KYEL
- Danville, Arkansas; United States;
- Broadcast area: Yell County
- Frequency: 105.5 MHz
- Branding: 99.3/105.5 The Eagle

Programming
- Format: Classic rock (KASR simulcast)
- Affiliations: Westwood One, CBS Radio

Ownership
- Owner: Bobby Caldwell; (EAB of Russellville, LLC);
- Sister stations: KASR, KCAB, KCJC, KVOM, KVOM-FM, KWKK

History
- First air date: April 10, 2002
- Call sign meaning: K YELl County

Technical information
- Licensing authority: FCC
- Facility ID: 76511
- Class: A
- ERP: 4,400 watts
- HAAT: 116 meters (381 ft)
- Transmitter coordinates: 35°06′11″N 93°13′58″W﻿ / ﻿35.10306°N 93.23278°W

Links
- Public license information: Public file; LMS;
- Webcast: Listen Live
- Website: 993theeagle.com

= KYEL =

Radio station in Arkansas

KYEL (105.5 FM, "99.3/105.5 The Eagle") is a radio station licensed to serve Danville, Arkansas, United States.

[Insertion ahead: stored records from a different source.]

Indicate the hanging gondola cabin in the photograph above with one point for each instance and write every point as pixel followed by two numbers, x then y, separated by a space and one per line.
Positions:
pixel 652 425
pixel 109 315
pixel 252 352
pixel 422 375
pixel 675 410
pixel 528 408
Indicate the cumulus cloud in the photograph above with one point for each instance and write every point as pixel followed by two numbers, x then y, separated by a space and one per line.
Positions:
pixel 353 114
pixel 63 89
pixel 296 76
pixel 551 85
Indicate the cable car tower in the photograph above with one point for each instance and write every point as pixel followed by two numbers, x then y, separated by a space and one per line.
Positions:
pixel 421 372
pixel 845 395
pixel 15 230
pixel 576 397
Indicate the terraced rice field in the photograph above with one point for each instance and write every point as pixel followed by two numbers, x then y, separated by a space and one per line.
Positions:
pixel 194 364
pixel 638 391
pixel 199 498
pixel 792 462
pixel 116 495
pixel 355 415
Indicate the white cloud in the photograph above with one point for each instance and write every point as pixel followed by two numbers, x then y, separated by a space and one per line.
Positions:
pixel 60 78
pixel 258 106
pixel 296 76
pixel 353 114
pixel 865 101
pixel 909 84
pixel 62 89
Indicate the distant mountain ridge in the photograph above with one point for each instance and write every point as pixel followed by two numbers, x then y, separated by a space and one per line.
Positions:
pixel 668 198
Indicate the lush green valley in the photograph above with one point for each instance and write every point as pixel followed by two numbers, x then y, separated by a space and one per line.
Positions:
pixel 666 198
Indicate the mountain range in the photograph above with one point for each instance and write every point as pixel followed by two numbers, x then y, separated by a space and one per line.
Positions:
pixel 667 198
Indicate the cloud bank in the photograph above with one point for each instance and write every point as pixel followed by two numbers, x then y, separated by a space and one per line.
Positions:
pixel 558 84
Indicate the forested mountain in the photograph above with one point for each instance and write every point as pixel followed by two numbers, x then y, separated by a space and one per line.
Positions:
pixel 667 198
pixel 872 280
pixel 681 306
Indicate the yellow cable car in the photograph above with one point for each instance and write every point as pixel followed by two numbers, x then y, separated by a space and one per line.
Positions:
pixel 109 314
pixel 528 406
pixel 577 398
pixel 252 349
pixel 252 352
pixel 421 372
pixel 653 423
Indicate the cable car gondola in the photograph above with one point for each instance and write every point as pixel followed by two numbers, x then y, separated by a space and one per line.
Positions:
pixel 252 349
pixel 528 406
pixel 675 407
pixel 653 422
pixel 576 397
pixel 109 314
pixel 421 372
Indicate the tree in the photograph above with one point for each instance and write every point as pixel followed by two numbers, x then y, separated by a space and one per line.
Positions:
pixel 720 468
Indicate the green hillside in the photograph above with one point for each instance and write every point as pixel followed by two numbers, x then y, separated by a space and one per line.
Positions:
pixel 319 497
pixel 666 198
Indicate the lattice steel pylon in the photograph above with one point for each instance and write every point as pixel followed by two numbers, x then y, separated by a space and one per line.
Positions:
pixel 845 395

The station is owned by Bobby Caldwell's EAB of Russellville, LLC. It airs a classic rock music format.

The station was assigned the KYEL call letters by the Federal Communications Commission on April 10, 2002.

On March 1, 2017, KYEL changed their format from country to a simulcast of classic rock-formatted KCON 99.3 FM Atkins (now KASR). (info taken from stationintel.com)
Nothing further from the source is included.